Quote Originally Posted by Walter Sobchak View Post
Quote Originally Posted by Tellafriend View Post


And why do you think that is?
Because the vibrant economies of America's large urban centers are full of winners, and the bass ackward rural evangelical south, not so much. But we need each other.

https://blogs.cfainstitute.org/inves...es-one-nation/

First, blue states have enjoyed higher economic growth rates on average than red states since the Great Recession. Since the mid-2000s, the business cycle of blue states has increasingly diverged from that of their red counterparts.
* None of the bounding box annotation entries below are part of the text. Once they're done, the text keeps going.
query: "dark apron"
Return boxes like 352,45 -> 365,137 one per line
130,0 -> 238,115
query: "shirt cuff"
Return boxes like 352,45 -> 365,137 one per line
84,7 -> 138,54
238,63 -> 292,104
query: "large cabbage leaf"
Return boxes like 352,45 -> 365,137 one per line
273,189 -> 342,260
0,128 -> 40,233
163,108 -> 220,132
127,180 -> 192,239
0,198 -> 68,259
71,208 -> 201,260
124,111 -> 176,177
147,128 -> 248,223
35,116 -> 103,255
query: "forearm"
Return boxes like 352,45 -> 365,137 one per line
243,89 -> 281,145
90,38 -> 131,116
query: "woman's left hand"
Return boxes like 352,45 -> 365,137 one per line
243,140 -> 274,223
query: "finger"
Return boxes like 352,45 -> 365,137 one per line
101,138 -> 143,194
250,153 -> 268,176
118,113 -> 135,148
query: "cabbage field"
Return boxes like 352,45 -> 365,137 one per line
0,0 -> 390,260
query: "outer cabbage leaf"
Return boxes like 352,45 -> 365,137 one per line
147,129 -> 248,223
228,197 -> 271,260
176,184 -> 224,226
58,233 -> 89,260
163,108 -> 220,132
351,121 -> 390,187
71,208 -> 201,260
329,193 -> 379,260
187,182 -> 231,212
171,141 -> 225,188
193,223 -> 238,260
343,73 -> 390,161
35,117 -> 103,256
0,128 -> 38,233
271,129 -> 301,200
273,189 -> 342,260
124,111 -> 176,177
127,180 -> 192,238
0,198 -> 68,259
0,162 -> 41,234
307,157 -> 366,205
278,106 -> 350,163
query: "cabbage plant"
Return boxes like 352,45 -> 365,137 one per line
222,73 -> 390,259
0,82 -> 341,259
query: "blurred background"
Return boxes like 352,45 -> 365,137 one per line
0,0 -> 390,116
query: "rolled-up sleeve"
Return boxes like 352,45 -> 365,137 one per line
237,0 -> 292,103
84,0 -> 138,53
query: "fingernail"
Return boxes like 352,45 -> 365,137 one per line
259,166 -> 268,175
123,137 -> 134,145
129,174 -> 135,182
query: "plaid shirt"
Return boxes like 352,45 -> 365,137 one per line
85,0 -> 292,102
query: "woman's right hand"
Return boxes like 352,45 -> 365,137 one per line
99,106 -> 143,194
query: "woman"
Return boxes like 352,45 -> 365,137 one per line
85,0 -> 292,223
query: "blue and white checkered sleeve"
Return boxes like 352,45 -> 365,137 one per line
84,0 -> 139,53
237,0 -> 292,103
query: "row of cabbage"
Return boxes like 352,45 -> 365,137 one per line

The average disparity in GDP growth between red states and blue states has hovered around 3.5% since the recession ended. For comparison, a previous study of 20 developed nations found an average GDP convergence among them of only 1.75%.

Differences in GDP growth also lead to differences in household income and household consumption — i.e., in living standards. Luckily, there are several transfer mechanisms that mitigate these gaps in GDP growth so that consumption shortfalls in red states amount to only about one-fifth of the growth deficits.

But Parsley and Popper found that red states and blue states smooth these consumption variations in very different ways.

If we leveraged up the medium term balance sheet of The top 10 Red states by a Trillion dollars What would the impact be?

Rhetorical answers:
GDP would skyrocket
Federal tax receipts would boom
“Household consumption” (Which does not always increased living standards BTW) would increase

......... And then these states would need to be bailed out at some point rendering the boom years moot.


The Blue State pays more taxes angle as generally presented only tells a part of the story.